HHMI scientists were twice as likely to publish highly-cited studies and were more likely to introduce new words and phrases into their field of research (i.e. game-changing innovation). And, interestingly, they also produced more failures (studies that were virtually ignored). It seems that HHMI’s incentives allowed for broader experimentation and more freedom to take different directions in research which resulted in both increases in failures and successes.
In contrast, the shorter review cycles and pre-determined deliverables of the NIH funding did not encourage greater experimentation or support failures. These incentives resulted in fewer failures, but also fewer successes.
Incentives matter and long-term incentives tied to people seem to be more effective than shorter-term incentives tied to projects. Scientists need breathing room to experiment beyond the bounds of their research and less time-pressure to do so. Incentives that allow for continuous innovation and risk in the discovery of innovation are more effective in encouraging game-changing innovation. “Safer” funding produces just that: safer (incremental improvement) innovation.
How does this idea translate from the research lab into the workplace?

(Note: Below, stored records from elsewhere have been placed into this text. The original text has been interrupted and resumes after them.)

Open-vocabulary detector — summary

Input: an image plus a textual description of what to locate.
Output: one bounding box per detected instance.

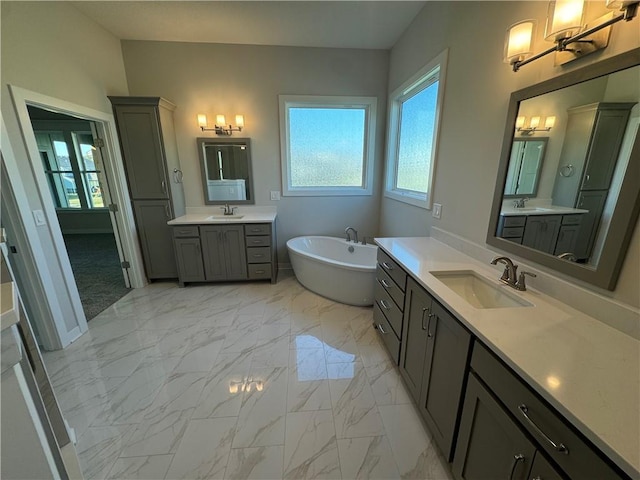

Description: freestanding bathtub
[287,236,378,306]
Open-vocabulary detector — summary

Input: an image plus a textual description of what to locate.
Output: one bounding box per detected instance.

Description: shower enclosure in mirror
[197,138,255,205]
[487,49,640,289]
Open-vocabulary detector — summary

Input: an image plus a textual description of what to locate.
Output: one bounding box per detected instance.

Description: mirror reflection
[504,137,549,197]
[489,59,640,284]
[198,138,254,205]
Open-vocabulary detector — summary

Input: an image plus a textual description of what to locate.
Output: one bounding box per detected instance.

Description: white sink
[205,214,244,220]
[429,270,533,308]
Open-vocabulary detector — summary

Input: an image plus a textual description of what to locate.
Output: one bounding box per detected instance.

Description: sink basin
[205,214,244,220]
[429,270,533,308]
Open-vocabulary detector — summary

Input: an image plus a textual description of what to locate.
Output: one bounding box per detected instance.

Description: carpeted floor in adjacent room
[64,233,130,320]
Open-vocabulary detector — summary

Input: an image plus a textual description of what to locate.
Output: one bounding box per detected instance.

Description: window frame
[278,95,378,197]
[384,50,448,210]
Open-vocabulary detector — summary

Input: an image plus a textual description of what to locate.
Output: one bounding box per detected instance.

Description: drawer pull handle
[509,453,524,480]
[518,403,569,455]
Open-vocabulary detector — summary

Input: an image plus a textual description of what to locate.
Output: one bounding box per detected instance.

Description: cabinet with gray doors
[400,278,471,459]
[453,342,624,480]
[171,223,278,287]
[109,97,185,280]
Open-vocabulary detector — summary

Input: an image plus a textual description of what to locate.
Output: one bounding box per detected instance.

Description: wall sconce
[198,113,244,135]
[516,115,556,135]
[504,0,640,72]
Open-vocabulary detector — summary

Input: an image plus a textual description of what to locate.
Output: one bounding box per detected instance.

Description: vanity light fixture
[516,115,556,135]
[504,0,640,72]
[198,113,244,135]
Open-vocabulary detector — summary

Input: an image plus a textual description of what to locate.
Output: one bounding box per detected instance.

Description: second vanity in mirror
[487,49,640,289]
[197,138,255,205]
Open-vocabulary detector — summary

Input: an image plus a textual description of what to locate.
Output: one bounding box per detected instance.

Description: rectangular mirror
[487,49,640,290]
[197,138,255,205]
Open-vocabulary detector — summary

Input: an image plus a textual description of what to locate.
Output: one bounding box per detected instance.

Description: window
[279,95,376,196]
[36,131,105,209]
[385,51,447,209]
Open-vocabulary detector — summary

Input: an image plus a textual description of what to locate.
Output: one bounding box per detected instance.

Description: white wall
[0,2,128,344]
[123,41,388,263]
[380,1,640,308]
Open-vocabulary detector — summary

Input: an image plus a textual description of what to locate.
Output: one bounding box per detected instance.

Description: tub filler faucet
[344,227,358,243]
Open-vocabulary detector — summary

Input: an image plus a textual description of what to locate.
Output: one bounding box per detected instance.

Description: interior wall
[380,1,640,308]
[0,2,128,344]
[122,41,389,263]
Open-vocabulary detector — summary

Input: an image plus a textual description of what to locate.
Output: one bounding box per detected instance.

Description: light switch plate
[32,210,47,227]
[431,203,442,218]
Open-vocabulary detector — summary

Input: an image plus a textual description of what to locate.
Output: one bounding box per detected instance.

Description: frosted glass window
[385,51,447,209]
[280,95,376,196]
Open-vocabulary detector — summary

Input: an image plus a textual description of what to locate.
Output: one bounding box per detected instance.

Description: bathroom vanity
[167,209,278,287]
[374,238,640,479]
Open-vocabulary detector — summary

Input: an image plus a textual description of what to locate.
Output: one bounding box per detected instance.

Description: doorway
[27,105,131,321]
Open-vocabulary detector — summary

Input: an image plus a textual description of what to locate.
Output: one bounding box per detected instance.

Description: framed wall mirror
[487,48,640,290]
[197,138,255,205]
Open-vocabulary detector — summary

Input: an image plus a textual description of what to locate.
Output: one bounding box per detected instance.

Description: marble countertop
[375,237,640,478]
[167,207,276,225]
[500,205,589,217]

Check out Roger Martin and Jennifer Riel’s article “Innovation’s Accidental Enemies” on how leaders who demand proof that a new idea will work can inadvertently stifle innovation. Just as offering funding that demands results upfront can discourage innovation, so can demanding proof in the workplace. Breakthrough innovation requires entering into the unknown, thinking beyond what could be right now and focusing instead on what could be in the future.